Use the sagemaker_client object to create an endpoint using the CreateEndpointConfig API. Set the member ClarifyExplainerConfig inside the ExplainerConfig parameter as follows:

sagemaker_client.create_endpoint_config( EndpointConfigName='name-of-your-endpoint-config', ExplainerConfig={ 'ClarifyExplainerConfig': { 'EnableExplanations': '`true`', 'InferenceConfig': { ... }, 'ShapConfig': { ... } }, }, ProductionVariants=[{ 'VariantName': 'AllTraffic', 'ModelName': 'name-of-your-model', 'InitialInstanceCount': 1, 'InstanceType': 'ml.m5.xlarge', }] ... ) sagemaker_client.create_endpoint( EndpointName='name-of-your-endpoint', EndpointConfigName='name-of-your-endpoint-config' )

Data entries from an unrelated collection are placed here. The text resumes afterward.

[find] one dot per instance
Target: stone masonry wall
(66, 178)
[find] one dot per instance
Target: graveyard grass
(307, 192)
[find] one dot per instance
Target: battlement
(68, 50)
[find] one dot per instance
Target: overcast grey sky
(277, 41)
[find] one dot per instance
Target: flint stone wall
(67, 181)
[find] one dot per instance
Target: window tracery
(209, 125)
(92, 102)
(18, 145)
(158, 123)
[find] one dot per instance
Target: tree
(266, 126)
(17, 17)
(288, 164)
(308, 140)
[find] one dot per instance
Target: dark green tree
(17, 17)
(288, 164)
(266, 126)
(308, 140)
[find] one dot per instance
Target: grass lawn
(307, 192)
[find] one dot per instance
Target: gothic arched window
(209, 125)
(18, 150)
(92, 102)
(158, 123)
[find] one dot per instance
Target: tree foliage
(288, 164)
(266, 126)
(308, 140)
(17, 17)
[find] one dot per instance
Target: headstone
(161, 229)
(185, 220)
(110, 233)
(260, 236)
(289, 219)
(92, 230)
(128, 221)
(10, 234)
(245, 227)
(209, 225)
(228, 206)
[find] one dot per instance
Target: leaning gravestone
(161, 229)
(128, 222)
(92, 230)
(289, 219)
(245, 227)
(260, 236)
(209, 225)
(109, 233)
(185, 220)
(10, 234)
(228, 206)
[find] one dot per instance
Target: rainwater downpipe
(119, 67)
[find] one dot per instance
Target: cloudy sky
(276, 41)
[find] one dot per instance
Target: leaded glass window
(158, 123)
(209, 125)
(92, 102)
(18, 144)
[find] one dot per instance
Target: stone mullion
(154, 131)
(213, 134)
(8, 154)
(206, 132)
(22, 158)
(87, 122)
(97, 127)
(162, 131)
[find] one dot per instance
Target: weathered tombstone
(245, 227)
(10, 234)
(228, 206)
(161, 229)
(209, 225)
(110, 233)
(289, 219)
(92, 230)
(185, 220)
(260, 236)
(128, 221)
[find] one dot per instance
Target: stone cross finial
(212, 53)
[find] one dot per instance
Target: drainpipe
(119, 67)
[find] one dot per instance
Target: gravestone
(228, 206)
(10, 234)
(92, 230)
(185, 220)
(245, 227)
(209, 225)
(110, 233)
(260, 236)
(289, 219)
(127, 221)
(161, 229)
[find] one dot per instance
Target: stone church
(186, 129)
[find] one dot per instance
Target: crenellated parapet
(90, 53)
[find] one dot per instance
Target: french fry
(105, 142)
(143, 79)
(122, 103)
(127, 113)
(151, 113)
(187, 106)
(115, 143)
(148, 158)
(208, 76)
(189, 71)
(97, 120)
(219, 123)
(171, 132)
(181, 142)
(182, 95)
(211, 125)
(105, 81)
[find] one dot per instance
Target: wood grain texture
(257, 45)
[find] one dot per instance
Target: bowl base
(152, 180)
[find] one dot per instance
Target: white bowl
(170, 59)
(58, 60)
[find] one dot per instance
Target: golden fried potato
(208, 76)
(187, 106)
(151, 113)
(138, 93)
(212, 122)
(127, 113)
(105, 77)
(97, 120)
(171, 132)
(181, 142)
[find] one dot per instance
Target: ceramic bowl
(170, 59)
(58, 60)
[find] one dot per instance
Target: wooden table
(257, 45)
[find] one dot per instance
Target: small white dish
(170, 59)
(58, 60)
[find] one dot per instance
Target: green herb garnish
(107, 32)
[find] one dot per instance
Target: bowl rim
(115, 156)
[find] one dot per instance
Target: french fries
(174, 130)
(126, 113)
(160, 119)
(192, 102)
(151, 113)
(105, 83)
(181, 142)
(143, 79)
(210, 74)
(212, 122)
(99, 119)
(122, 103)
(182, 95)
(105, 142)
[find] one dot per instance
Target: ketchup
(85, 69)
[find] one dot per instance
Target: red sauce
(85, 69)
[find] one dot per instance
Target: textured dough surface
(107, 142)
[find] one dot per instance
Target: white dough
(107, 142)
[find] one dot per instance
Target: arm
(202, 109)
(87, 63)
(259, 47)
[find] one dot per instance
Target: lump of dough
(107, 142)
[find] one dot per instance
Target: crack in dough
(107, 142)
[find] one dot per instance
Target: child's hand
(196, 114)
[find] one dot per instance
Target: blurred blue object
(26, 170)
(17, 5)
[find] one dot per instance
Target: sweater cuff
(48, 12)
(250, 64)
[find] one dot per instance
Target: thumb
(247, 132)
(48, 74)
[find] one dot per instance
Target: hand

The first call to the sagemaker_client object creates a new endpoint configuration with the explainability feature enabled. The second call uses the endpoint configuration to launch the endpoint.

Note

You can also host multiple models in one container behind a SageMaker AI real-time inference multi-model endpoint and configure online explainability with SageMaker Clarify.